Cu/ZnV(2)O(4) Heterojunction Interface Promoted Methanol and Ethanol Generation from CO(2) and H(2)O under UV–Vis Light Irradiation

[Image: see text] Adopting the concurrent reduction of Cu(2)O during hydrothermal preparation of ZnV(2)O(4), metal–semiconductor heterojunction Cu/ZnV(2)O(4) nanorods were synthesized and applied to the catalytic generation of methanol and ethanol from CO(2) aerated water under UV–vis light irradiation. 10Cu/ZnV(2)O(4) obtained from 10 wt % composite amount of Cu(2)O exhibited a total carbon yield of 6.49 μmol·g(–1)·h(–1).
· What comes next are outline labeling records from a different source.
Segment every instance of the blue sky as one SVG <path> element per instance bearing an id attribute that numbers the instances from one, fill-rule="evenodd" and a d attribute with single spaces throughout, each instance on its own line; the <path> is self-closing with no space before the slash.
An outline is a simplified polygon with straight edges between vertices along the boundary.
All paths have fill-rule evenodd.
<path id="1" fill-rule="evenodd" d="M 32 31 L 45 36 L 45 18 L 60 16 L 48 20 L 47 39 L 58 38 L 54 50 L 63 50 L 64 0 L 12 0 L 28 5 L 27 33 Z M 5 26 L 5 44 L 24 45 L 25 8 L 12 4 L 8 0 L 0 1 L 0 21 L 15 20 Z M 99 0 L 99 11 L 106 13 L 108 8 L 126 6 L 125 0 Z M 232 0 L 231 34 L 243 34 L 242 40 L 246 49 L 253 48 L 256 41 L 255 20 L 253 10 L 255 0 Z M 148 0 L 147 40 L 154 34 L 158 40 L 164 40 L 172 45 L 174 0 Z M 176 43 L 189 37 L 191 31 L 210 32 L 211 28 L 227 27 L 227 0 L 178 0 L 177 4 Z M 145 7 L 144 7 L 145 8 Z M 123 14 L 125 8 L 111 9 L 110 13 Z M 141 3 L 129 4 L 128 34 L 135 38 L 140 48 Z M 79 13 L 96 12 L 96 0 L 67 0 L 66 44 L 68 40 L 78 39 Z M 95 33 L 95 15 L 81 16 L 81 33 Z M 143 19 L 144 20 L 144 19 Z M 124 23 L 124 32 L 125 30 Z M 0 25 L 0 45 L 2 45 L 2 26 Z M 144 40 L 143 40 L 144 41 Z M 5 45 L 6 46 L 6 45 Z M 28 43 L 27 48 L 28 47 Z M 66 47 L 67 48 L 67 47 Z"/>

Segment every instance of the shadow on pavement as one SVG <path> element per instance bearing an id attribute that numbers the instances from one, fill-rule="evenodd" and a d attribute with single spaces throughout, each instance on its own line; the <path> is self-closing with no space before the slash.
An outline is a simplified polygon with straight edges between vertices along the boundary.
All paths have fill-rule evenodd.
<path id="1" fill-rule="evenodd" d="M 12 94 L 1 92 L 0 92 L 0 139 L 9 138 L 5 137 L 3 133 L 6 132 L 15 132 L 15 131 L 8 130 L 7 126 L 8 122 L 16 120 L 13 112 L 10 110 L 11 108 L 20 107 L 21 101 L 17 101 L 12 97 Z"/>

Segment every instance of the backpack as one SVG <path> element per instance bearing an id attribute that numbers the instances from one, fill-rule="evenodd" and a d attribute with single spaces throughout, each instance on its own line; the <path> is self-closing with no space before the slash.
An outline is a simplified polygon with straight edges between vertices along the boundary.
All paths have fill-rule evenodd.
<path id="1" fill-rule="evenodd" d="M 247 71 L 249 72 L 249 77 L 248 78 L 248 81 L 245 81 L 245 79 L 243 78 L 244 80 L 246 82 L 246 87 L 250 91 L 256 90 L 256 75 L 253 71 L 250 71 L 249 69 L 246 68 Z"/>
The yield of CH(3)OH and C(2)H(5)OH reached 3.30 and 0.86 μmol·g(–1)·h(–1), respectively. 2.5Cu/ZnV(2)O(4) displayed the highest ethanol yield of 1.58 μmol·g(–1)·h(–1) due to the strong absorption in the visible light. Cu/ZnV(2)O(4) was characterized using X-ray diffraction (XRD), scanning transmission electron microscopy (STEM), X-ray photoelectron spectroscopy (XPS), ultraviolet–visible (UV–vis) spectra, photoluminescence (PL) spectra, transient photocurrent response, and electrochemical impedance spectroscopy (EIS). Results showed that composite Cu(0)-ZnV(2)O(4) increased the surface area and tuned the energy band position, which matches the reaction potential toward methanol and ethanol. The photocatalytic activity toward CH(3)OH and C(2)H(5)OH on Cu/ZnV(2)O(4) is attributed to faster transmission and a slow recombination rate of photogenerated carriers at the heterojunction interface. Multielectron reactions for the production of CH(3)OH and C(2)H(5)OH are promoted. Free radical capture experiments indicated that the active species boost the reaction in the order of (•)OH > e(–) > h(+).